As a kid growing up in the early 90s I was first introduced to them during the opening credits of the TV show Full House. But even though I’ve visited San Francisco several times since then, I had never actually seen them in real life. So, when I was scheduled for a 24 hour SFO layover for work this week, I decided to check them out.
It was perfect weather and a beautiful 40 minute stroll to get there from my hotel. As I roamed in and out of various neighborhoods along the way, I was impressed with the seemingly endless number of streets peppered with rows of old Victorian homes.
They were covered in colorful clapboard with large bay windows. Some had steeply gabled roofs featuring delightful dormers. Others had delicately milled railings and decorative panels. Columns adorned intricately framed porticos, entryways, and windows. Each home stuck to its own multi–hued color scheme with brights or white accenting the frills. And yet somehow each row came together as an aesthetic whole greater than any individual home within it.
When I arrived at the painted ladies of Full House (and my hotel map) fame, I was surprised by how ordinary they at first seemed. There wasn’t anything in particular that stood out about these painted ladies from all the rest. In fact, many I had seen on my walk there had been more elegant, more colorful, or more varied. Not to say that these weren’t also delightful, just that they didn’t seem special.
Still, I came all this way, so I climbed the small hill in the park facing them to get a more full view.

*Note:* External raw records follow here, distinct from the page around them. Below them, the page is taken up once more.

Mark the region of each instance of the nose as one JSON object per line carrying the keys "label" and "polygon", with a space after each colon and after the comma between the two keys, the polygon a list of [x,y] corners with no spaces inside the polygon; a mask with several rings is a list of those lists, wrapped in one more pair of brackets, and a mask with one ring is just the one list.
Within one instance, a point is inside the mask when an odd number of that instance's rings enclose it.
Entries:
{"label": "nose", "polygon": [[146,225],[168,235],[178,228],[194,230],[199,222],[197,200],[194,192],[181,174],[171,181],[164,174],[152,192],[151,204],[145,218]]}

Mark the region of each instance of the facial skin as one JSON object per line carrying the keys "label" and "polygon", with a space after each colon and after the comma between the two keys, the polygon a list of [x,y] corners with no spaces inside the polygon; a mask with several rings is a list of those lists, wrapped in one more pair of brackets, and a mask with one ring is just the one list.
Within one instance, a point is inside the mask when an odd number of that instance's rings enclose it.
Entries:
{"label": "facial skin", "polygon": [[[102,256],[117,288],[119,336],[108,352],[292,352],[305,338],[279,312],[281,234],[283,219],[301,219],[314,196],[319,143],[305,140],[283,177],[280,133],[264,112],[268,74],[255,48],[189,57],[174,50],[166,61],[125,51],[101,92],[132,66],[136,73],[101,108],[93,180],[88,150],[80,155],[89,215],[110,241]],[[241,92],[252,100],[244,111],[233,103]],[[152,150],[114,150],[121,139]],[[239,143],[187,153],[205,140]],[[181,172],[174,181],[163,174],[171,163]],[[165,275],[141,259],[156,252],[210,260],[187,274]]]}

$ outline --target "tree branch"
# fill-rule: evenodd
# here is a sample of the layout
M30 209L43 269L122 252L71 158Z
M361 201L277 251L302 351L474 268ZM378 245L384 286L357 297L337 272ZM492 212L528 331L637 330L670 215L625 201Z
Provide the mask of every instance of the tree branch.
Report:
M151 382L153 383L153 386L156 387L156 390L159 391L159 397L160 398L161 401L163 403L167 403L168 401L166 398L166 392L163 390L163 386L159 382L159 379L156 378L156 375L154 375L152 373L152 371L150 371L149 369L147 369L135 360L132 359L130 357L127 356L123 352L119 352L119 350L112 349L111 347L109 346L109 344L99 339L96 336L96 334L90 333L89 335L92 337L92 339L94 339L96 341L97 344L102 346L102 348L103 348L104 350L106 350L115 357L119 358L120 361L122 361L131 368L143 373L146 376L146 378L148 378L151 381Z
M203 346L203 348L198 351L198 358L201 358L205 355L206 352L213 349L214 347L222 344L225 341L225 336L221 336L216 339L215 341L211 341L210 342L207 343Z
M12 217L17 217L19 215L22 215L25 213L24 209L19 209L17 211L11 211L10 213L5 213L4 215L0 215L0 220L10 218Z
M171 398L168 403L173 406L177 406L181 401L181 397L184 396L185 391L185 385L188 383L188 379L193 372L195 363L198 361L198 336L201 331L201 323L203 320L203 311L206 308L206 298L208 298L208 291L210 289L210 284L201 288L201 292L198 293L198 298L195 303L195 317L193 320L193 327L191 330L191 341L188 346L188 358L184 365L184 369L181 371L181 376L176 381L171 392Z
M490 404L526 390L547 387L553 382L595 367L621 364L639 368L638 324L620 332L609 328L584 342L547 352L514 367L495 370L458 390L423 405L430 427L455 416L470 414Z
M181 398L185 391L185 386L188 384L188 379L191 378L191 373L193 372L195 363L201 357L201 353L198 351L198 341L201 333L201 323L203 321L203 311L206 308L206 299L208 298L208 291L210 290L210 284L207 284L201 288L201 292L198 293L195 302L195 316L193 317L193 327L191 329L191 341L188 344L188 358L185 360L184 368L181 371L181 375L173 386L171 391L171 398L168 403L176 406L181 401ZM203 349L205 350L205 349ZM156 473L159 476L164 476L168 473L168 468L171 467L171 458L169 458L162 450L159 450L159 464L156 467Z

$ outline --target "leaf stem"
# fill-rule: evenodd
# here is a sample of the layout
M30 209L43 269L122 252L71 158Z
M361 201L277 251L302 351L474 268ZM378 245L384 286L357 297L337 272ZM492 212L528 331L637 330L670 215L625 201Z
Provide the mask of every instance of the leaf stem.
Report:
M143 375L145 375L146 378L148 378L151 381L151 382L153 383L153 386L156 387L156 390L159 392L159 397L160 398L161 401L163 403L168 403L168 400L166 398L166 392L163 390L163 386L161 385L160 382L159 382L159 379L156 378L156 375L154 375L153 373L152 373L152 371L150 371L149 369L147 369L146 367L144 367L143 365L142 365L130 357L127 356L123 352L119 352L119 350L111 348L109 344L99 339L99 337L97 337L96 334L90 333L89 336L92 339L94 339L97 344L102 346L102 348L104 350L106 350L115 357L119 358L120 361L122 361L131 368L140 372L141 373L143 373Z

When I turned around to face them again, I couldn’t help but smile.
The small gain in elevation revealed a phenomenal view that had previously been hiding behind the painted ladies at street level: the city of San a Francisco and its bay beyond gleaming in the autumnal sunlight. It was picture perfect, which is probably why this particular row of painted ladies is also known as Postcard Row. This is also what makes these particular painted ladies so special.
If you go: The Painted Ladies at Postcard Row are located on Steiner Street at Alamo Square. The square is located about halfway between the San Francisco Civic Center and Haight–Ashbury. It’s a pleasant 20 minute walk from either, in neighborhoods filled with postcard-worthy painted ladies.
Also, make sure to climb the hill in the park for the best views. It’s worth it.